Friday, August 9, 2019

Gino Cappelletti's HOF Credentials—Are They There?

By John Turney
Credit: 888
For years AFL fans and Patriots fans alike have sung the praises of Gino Cappelletti and say he deserves a place in the Hall of Fame one writer even posting this, "Needless to say that Cappelletti is deserving of the (HOF) honor, and now is the voters’ best chance to show that they agree and recognize him as the all-time great he is."

They cite that he was a good receiver and a kicker for eleven seasons for the Boston Patriots and then was a beloved broadcaster for 28 seasons years (from 1983 through 2011).

Cappelletti was a five-time AFL All-Star and was the AFL MVP/POY in 1964. He was a Second-team All-AFL in 1961, 63, 64, and 66. He is a rare MVP who was not All-Pro in the season he was voted the top player.

However, it needs to be asked, how good was he?

The AFL was a passing league and there were some excellent receivers, some worthy of the Hall of Fame. On that last Cappelletti would rank behind AFL receivers Lance Alworth (already HOF), Don Maynard (already HOF), Art Powell, Charley Hennigan, Lionel Taylor, Otis Taylor and maybe even Chris Burford. To be fair, often Cappelletti was taken out on third down because head coach Mike Holovak wanted him to be fresh on forth down in case the needed to kick a field goal. That reportedly frustrated Gino, so that is one factor that was beyond a player's control and shouldn't be held against him but the question still remains: Should the seventh or eighth best receiver in the AFL be in the HOF?

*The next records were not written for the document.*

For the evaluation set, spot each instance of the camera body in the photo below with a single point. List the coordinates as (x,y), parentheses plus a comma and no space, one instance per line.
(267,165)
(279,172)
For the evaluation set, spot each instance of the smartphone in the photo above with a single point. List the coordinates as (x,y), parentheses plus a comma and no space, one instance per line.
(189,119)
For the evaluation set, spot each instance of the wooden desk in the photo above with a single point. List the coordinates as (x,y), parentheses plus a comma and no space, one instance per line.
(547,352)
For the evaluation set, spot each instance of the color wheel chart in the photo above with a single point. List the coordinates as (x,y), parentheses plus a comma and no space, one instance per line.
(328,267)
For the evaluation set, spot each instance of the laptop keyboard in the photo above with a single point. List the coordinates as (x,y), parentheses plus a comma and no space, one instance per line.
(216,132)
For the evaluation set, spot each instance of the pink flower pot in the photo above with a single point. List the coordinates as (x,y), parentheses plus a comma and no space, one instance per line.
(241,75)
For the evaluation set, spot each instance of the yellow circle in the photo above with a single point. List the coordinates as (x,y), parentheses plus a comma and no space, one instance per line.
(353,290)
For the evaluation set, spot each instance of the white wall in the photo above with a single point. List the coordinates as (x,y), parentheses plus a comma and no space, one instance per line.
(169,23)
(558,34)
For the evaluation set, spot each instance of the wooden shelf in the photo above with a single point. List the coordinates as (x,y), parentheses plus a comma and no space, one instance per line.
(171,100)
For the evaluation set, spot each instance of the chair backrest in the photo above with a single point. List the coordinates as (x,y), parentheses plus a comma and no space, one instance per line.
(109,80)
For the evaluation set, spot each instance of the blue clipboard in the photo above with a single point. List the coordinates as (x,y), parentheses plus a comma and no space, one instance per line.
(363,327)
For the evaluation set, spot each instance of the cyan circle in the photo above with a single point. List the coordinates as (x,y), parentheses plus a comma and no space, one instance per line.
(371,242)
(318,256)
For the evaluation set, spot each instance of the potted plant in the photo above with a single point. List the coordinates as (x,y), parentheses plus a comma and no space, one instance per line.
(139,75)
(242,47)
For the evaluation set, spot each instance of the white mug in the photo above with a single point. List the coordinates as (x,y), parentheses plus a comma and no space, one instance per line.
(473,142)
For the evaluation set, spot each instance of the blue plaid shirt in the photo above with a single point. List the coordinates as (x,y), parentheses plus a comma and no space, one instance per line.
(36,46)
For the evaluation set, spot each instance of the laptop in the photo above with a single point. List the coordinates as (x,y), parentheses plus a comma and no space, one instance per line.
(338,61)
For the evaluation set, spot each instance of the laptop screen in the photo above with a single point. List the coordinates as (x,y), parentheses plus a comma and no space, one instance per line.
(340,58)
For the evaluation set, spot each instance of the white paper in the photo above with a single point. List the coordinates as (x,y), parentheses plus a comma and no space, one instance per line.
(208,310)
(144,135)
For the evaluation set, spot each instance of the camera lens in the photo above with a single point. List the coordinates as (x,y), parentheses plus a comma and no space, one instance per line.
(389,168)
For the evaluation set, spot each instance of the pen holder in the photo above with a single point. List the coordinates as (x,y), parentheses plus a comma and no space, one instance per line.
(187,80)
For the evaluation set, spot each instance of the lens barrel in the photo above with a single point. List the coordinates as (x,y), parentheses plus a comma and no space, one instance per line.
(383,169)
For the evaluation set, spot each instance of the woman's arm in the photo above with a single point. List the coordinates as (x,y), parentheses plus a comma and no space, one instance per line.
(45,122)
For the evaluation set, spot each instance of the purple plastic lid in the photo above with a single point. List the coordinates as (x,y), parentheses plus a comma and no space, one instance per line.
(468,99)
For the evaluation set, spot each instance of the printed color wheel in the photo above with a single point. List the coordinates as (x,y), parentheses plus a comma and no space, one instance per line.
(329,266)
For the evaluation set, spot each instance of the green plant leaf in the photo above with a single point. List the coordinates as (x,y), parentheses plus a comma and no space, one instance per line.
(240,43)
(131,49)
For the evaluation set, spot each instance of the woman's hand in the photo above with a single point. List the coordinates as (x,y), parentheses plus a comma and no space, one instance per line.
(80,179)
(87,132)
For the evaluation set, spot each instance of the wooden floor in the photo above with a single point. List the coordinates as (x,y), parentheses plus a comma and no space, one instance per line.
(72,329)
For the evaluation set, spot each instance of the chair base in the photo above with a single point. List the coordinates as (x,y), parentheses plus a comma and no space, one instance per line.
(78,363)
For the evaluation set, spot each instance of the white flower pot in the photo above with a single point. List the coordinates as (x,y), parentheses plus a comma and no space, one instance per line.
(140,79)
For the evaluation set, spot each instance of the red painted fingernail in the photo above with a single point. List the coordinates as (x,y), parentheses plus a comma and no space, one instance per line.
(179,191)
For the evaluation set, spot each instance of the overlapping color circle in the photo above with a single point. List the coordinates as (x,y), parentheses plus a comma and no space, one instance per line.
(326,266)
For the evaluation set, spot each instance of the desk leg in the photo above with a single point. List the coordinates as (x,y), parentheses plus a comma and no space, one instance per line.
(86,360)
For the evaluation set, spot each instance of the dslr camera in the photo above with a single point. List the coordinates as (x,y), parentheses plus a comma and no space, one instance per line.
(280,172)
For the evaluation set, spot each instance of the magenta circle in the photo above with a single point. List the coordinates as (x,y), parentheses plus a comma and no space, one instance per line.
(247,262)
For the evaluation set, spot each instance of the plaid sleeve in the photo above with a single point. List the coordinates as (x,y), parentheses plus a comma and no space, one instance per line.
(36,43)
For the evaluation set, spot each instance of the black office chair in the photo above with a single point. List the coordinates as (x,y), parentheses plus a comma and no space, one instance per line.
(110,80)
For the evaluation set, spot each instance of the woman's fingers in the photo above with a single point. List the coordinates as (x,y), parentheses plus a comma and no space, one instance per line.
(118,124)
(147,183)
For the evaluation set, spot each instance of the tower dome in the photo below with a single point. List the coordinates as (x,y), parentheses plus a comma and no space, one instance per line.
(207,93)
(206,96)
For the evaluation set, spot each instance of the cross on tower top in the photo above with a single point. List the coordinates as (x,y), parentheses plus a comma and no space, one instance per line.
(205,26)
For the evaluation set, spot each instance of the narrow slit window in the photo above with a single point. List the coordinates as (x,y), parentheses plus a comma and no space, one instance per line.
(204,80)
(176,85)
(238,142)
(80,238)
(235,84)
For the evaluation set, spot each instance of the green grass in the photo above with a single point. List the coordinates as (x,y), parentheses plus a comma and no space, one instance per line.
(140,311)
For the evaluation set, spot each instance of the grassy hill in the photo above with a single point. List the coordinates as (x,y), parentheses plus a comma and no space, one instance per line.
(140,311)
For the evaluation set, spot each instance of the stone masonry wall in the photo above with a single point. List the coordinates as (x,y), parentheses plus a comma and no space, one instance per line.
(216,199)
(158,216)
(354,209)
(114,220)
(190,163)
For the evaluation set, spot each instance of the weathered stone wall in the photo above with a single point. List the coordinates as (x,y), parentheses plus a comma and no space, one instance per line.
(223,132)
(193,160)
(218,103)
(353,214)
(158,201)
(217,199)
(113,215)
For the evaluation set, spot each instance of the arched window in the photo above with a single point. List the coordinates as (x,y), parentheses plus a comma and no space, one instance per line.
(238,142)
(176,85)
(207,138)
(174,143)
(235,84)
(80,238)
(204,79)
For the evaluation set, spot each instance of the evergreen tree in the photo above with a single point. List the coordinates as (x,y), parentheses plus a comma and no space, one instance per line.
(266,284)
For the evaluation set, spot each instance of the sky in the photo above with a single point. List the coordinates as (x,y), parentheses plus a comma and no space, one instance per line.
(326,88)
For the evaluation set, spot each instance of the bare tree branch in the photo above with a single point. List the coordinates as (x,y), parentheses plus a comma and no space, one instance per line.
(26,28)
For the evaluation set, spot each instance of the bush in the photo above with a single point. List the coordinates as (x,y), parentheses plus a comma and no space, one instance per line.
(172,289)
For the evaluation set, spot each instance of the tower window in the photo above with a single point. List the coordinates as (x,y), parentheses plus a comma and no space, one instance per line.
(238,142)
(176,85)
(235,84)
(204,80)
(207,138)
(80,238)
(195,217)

"But wait", the Cappelletti supporters would say, "He was also a great kicker".

Well, he was a kicker. Great? No. Good? Not really. Average? Yes, to be fair, maybe above average for holding the job so long.

From 1960-70 NFL and AFL kickers converted 53% of their field goals (3872/7299). That was the average of both leagues in the eleven years Duke Cappelletti kicked. In that span, Gino converted 53% of his kicks—exactly average. He also didn't have much range, kicking just 2 of 18 field goals from fifty yards or beyond. Now that is not a knock, few kickers had any range in that era.

He was not worse than average or a bad kicker. He just did not stand out. He did have excellent moments, he led the AFL in field goal percentage in 1965 and was close to the league lead in 1964 as well. But is that the stuff of the Hall of Fame especially since he was really an average kicker overall?

In terms of team success, the Patriots had some good teams but never won an AFL title, so there isn't that "chip" for Cappelletti supporters to play. He should get some intangible "chips" for being a position player who also kicked. Though not rare in that era by any means, to do it for so long wasn't exactly common either. it was when there was a transition into kicking specialists so some teams had guys who played a position and kicked or had a kicker/punter combination. To overall, it's a net plus that he did both and was good enough to do it for quite a while.

So, if there is a checklist, one that lists the accomplishments of players it seems Gino falls short. His honors are good (1 MVP, 4-time Second-team All-AFL, five AFL-All-Star games) but not great. He missed the AFL All-Time Team for example and was never First-team All-AFL. The MVP award is the crown jewel if you will.

His stats are okay in receiving and kicking but not great—not head and shoulder above average.

His intangibles are okay, no AFL title but he was a good two-position player.

All told, it seems the Pro Football Researchers Association got it right by voting to their Hall of Very Good. Duke Cappelletti does not seem like a Hall of Fame player.


  1. "but.....but....he was a beloved broadcaster for 28 years?"....what kind of point is that? There are literally hundreds of players more deserving than Gino Cappelletti and that's not meant as a knock on the fine player that he was

  2. Alot of Gino supporters believe he should be in, based on Paul Hornungs career, who scored points with kicking and rushing totals, while Cappelletti had the kicking and receiving numbers.
    It's a good argument, but Hornungs postseason success, was what influenced voters, though personally, I wouldn't have put him in. Good, with some great moments, but not a QB, or a good kicker.

    Thanks for mentioning Chris Burford, an underrated receiver, who made great catches for a nervous Len Dawson in SB I. Still hoping that guy in NY, will release or sell the only known video recording of the game, so young fans, could see how good Burford was. An early star of the AFL, like Art Powell, when Hank Stram first saw Dwight Clark of the 49ers, he said Clark reminded him of Burford.

  3. Retired as the 3rd leading scorer in pro football history.... that's enough for the Hall...

  4. All time leading point scorer in the AFL. Nuff said HOF worthy on that alone.

  5. Brian, thanks for the nice thoughts and favorable recollection.....
    Regards, Chris Burford

  6. p.s. Cappeletti was a great player and an important part of AFL and pro football history!